Die neue, die andere Art zu leben, fragte nach den Menschen, und diese mussten sich selbst kennen. Denn nur „Menschen, die sich nicht über sich selbst betrügen, werden aus der Gärung einer jeden Zeit Neues herausreißen“. Der Satz ist der bis dahin fast vergessenen Dichterin der Romantik, Karoline von Günderrode in den Mund gelegt. Mit ihr beschäftigte sich Christa Wolf, als sie bereits Grund genug zu Misstrauen hatte, Subjektwerdung in diesem Sinn wäre das Gewünschte, das Gewollte. Dieser sogenannte „Projektionsraum Romantik“ eröffnete sich ihr in den späten 1970er Jahren, die der Ausbürgerung Wolf Biermanns folgten.

Bereits 1965 aber hatte sie notiert: „Die Wände um uns rücken enger zusammen. Doch in der Tiefe, zeigt sich, ist viel Raum.“ Räume – die Verdichtung von Orten also – blieben fortan wichtige Metaphern. Die Romantik war kein Fluchtort, kein Ort, um abwesend zu sein. Sie ermöglichte ihr schreibend jenes Potential zu erschließen, das die Apparate der Realpolitik versperrten. In Verbindung von Erinnerung und utopischem Entwurf trafen dort Traditionslinien auf Gegenwart und schienen gradewegs auf das zuzulaufen, was nach den 1968er Jahren so dringend gebraucht wurde, hüben und drüben: Persönlichkeit, Integrität, Intellektualität und Weiblichkeit, kurz ein neues Selbst-Bewusstsein, ein Zutrauen zu sich selbst und ein gesundes Misstrauen gegenüber Systemen und Ideologien.

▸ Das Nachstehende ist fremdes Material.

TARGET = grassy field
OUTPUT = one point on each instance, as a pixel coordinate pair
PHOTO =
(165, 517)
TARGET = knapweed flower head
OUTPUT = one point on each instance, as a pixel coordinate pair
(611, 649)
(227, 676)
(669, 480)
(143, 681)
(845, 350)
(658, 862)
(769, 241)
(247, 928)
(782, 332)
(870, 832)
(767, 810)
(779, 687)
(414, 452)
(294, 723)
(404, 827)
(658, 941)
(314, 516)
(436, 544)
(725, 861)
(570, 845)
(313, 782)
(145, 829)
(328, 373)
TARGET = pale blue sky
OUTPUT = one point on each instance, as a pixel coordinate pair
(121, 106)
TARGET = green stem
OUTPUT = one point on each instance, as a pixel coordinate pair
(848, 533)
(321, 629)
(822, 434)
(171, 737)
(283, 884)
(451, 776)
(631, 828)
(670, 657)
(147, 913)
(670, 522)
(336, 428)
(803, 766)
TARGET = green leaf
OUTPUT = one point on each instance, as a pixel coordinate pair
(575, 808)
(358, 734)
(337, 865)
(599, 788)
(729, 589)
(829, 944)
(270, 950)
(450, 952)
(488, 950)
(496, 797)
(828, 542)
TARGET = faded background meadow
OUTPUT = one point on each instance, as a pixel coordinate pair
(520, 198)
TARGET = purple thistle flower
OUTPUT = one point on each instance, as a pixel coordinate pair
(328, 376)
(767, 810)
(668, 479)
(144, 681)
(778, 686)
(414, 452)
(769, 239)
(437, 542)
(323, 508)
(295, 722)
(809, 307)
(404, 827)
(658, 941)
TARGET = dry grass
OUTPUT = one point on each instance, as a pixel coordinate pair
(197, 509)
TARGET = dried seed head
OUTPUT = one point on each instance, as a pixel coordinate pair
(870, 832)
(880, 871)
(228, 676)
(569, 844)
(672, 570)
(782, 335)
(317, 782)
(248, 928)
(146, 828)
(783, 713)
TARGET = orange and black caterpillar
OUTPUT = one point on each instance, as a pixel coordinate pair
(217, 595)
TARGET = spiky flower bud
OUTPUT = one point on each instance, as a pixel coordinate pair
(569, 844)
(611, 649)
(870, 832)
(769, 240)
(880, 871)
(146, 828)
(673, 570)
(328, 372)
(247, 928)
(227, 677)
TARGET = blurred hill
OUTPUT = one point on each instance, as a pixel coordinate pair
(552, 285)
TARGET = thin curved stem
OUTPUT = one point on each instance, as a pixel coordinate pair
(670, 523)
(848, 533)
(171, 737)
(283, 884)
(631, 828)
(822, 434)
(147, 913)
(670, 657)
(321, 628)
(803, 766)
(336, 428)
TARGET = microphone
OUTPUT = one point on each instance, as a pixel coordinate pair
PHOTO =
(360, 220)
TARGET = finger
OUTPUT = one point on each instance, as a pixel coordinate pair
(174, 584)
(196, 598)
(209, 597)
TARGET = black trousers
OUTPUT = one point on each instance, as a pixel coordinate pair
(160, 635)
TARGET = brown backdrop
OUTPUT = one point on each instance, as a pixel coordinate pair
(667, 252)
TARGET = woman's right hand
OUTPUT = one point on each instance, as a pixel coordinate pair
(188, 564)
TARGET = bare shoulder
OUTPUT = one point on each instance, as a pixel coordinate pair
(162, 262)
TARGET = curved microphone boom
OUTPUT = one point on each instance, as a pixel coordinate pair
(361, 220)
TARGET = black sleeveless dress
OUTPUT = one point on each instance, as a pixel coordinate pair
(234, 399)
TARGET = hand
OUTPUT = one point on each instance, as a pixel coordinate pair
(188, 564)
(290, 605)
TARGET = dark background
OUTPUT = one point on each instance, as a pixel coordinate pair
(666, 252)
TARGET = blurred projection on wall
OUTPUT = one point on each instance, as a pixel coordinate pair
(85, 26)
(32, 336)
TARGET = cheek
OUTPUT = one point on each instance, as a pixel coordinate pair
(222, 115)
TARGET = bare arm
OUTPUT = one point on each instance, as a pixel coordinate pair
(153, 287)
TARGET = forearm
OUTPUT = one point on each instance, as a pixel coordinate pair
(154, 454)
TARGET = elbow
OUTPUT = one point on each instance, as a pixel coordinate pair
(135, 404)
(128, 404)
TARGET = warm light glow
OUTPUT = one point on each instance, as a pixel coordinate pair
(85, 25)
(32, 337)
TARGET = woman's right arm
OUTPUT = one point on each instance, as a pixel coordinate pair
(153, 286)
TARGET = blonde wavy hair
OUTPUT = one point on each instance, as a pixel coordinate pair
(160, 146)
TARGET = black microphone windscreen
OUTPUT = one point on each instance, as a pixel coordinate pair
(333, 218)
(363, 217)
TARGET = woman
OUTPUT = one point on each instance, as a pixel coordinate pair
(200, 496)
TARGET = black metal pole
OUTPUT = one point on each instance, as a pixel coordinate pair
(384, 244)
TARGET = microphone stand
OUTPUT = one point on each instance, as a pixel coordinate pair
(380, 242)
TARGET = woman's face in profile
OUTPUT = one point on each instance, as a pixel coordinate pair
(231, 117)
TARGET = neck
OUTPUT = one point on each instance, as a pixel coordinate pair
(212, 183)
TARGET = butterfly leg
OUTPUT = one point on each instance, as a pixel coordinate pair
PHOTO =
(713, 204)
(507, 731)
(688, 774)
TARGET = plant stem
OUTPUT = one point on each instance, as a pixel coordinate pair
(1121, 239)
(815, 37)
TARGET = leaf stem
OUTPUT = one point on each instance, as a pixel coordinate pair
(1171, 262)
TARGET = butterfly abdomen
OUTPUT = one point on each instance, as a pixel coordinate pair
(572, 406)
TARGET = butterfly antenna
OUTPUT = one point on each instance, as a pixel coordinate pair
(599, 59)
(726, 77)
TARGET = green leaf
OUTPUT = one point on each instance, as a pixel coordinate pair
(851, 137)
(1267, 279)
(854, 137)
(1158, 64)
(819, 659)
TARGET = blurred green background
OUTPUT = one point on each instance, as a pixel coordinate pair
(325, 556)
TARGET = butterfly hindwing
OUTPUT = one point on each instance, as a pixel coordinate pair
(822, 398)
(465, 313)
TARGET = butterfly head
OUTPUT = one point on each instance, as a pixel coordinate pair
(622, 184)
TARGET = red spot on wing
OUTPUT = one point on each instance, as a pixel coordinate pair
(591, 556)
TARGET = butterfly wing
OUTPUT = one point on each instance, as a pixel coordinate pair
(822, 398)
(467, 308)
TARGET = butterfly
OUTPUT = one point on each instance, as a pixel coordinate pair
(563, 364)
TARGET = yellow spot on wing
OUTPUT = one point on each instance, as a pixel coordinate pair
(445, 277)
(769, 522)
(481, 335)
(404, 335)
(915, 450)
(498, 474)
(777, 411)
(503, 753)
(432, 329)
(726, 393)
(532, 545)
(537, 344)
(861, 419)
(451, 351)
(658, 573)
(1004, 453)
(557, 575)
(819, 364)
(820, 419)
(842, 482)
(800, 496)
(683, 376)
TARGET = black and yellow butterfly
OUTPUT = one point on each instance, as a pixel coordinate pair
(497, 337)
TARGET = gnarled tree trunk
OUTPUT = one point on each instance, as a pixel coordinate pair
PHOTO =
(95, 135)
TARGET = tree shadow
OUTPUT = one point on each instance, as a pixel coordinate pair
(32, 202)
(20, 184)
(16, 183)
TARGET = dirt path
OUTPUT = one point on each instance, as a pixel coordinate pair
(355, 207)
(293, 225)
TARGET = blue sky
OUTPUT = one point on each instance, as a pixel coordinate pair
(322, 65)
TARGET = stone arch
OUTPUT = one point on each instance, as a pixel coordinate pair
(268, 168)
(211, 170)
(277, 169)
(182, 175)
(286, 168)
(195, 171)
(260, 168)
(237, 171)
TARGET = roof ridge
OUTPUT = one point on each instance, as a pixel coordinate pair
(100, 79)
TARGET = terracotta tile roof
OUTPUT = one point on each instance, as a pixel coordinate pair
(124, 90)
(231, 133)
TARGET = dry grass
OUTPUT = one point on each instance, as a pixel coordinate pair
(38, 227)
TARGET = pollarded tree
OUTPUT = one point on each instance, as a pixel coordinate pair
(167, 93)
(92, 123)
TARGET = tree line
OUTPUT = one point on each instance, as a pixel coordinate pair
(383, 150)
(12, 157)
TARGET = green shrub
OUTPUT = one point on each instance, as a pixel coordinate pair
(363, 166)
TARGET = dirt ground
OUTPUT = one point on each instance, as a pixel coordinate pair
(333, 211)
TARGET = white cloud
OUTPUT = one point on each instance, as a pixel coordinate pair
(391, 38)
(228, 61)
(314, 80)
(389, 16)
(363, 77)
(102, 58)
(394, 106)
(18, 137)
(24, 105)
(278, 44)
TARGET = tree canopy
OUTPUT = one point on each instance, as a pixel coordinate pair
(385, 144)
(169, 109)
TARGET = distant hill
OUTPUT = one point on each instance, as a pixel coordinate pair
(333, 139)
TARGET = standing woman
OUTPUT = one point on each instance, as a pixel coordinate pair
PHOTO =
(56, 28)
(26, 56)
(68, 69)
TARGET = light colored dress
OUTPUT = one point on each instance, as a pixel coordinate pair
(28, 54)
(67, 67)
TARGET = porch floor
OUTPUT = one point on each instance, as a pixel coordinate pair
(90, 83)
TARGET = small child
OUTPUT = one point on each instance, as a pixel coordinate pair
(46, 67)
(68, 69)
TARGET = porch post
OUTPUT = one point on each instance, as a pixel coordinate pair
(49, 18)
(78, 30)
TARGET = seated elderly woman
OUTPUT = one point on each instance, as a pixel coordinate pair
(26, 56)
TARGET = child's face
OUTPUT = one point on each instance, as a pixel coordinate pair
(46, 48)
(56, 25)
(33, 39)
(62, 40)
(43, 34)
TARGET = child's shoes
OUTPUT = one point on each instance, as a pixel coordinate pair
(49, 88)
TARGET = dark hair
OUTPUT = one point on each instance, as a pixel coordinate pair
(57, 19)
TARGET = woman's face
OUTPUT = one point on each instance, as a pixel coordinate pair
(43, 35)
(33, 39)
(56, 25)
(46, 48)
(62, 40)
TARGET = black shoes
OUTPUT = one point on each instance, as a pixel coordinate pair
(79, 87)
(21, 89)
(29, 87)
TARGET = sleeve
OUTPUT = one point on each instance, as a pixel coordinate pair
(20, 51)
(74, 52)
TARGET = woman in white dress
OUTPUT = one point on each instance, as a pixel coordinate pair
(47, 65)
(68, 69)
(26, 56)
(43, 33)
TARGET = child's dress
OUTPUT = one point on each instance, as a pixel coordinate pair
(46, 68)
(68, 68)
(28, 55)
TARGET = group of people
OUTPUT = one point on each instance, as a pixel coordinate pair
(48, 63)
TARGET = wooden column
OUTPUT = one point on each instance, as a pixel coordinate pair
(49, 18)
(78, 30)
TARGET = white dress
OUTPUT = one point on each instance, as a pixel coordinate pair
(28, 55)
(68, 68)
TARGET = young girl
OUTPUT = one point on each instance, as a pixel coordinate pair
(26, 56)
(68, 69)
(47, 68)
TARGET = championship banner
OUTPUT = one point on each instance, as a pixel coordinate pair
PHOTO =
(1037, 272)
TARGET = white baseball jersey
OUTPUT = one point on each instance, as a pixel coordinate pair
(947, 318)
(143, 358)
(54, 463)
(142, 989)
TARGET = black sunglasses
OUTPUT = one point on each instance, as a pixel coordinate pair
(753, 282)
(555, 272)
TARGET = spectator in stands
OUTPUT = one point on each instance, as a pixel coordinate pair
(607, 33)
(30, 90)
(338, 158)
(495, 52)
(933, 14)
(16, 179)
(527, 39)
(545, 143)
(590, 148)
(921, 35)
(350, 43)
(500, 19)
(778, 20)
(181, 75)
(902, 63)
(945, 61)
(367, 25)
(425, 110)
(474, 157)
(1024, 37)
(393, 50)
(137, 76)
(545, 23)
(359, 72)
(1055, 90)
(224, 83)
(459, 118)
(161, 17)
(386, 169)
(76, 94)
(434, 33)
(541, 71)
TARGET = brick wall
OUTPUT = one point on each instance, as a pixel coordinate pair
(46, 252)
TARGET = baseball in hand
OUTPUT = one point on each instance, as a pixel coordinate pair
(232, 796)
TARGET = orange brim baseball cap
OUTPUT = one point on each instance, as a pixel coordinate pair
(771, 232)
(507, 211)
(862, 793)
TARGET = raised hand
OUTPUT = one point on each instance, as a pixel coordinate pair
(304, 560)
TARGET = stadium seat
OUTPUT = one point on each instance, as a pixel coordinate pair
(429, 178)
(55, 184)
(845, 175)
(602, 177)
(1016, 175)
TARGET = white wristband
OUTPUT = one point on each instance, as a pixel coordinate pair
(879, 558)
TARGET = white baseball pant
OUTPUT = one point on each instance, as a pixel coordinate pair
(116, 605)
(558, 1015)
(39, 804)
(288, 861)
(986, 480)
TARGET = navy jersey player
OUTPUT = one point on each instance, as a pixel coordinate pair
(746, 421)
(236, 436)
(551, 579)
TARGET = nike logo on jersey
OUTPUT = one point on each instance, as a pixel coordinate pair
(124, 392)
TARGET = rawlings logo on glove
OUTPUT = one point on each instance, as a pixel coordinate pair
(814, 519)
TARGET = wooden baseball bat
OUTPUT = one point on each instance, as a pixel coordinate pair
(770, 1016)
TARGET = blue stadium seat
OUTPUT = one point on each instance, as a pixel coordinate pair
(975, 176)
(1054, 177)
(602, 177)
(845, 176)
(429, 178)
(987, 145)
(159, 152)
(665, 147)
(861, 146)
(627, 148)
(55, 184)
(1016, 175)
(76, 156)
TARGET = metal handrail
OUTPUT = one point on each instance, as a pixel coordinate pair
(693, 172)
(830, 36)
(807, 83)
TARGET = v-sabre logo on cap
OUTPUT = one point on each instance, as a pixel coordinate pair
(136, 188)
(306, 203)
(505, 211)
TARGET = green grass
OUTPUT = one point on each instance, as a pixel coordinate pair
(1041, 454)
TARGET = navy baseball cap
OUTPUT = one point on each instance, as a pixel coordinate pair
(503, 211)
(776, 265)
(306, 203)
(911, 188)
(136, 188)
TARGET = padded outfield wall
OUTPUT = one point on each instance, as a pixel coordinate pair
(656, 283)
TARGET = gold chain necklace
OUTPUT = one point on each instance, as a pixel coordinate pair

Dem Schweren mit Einsicht und Hoffnung begegnen

Für jenes System, in dem Christa Wolf lebte, war das bedrohlich und alles andere als gradewegs. Für die Lesenden im sogenannten Westen wurden diese Projektionsräume zu Aufenthaltsorten mit vielen Türen. Eine davon führte noch weiter in die Tiefe, in den Mythos, zur Seherin Kassandra. In einem Monolog findet diese Frau, die auf ihren Tod, ja ihre Hinrichtung zugeht, dem System also unterliegt, sprechend sich selbst als autonome Person. Die Missachtete – und als solche Tradierte – richtet sich auf in einer Sprache von lyrischer Intensität und wird, ohne den mythologischen Raum zu verlassen, gegenwärtig. „Noch alles, was mir widerfahren ist“, sagt Kassandra, „hat in mir seine Entsprechung gefunden. Es ist das Geheimnis, das mich umklammert und zusammenhält.“

Ein letzter Ort soll noch aufgesucht werden. Berlin, Alexanderplatz, 4. November 1989, Christa Wolf als eine der wichtigsten RednerInnen. Sie hatte – Kassandra nicht unähnlich – nie davor zurückgescheut, öffentlich Unbequemes zu sagen, konkret zu werden, kenntlich und sich selbst damit in Gefahr zu bringen. „Sie ging“, wie Volker Braun sie in seiner Trauerrede charakterisierte, „bis an die Grenze, an der man sich selbst als Fremder entgegenkommt.“ Hier aber war sie als Mutmachende auf das Podium gerufen, die sich dieses Vertrauen nicht zuletzt dadurch erworben hatte, dem Schweren nie mit Düsternis, sondern mit Einsicht und Hoffnung begegnet zu sein. Bis zuletzt.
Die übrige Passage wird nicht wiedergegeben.